The Second Degree Homogeneous Equation Represents a Pair of Lines

As we know that the equation of the form a{x^2} + 2hxy + b{y^2} = 0 is called the second degree homogeneous equation, the second degree homogeneous equation represents the pair of straight lines passing through the origin.

The second degree homogeneous equation is given as

a{x^2} + 2hxy + b{y^2} = 0\,\,\,\,{\text{ - - - }}\left( {\text{i}} \right)

This equation (i) can be rewritten in the form

b{y^2} + 2hxy + a{x^2} = 0\,\,\,\,{\text{ - - - }}\left( {{\text{ii}}} \right)
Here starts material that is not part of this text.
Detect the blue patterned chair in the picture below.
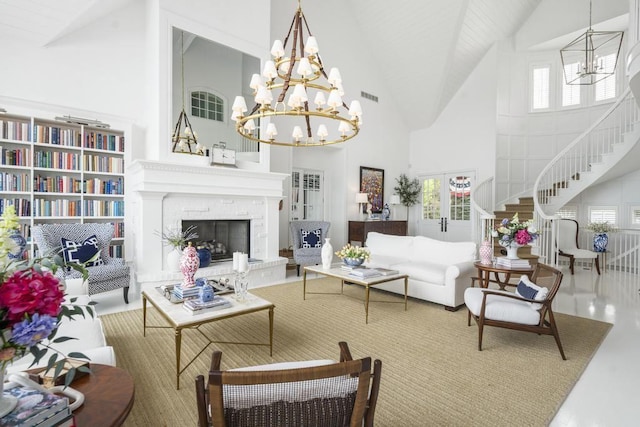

Considering the above equation (ii) as a quadratic equation in terms of y and using the quadratic formula to solve this equation, we have

\begin{gathered} y = \frac{{ - 2hx \pm \sqrt {{{\left( {2hx} \right)}^2} - 4\left( b \right)\left( {a{x^2}} \right)} }}{{2\left( b \right)}} \\ \Rightarrow y = \frac{{ - 2hx \pm \sqrt {4{h^2}{x^2} - 4ab{x^2}} }}{{2b}} \\ \Rightarrow y = \frac{{ - 2hx \pm 2x\sqrt {{h^2} - ab} }}{{2b}} \\ \Rightarrow y = \frac{{2x\left( { - h \pm \sqrt {{h^2} - ab} } \right)}}{{2b}} \\ \Rightarrow y = \left( {\frac{{ - h \pm \sqrt {{h^2} - ab} }}{b}} \right)x\,\,\,{\text{ - - - }}\left( {{\text{iii}}} \right) \\ \end{gathered}

Let {m_1} = \frac{{ - h + \sqrt {{h^2} - ab} }}{b} and {m_2} = \frac{{ - h - \sqrt {{h^2} - ab} }}{b}

Making these substitutions, equations (iii) are y = {m_1}x and y = {m_2}x, which are obviously equations of lines passing through the origin because there are no y-intercepts in these equations (iii).

This shows that the second degree homogeneous equation represents the pair of straight lines passing through the origin.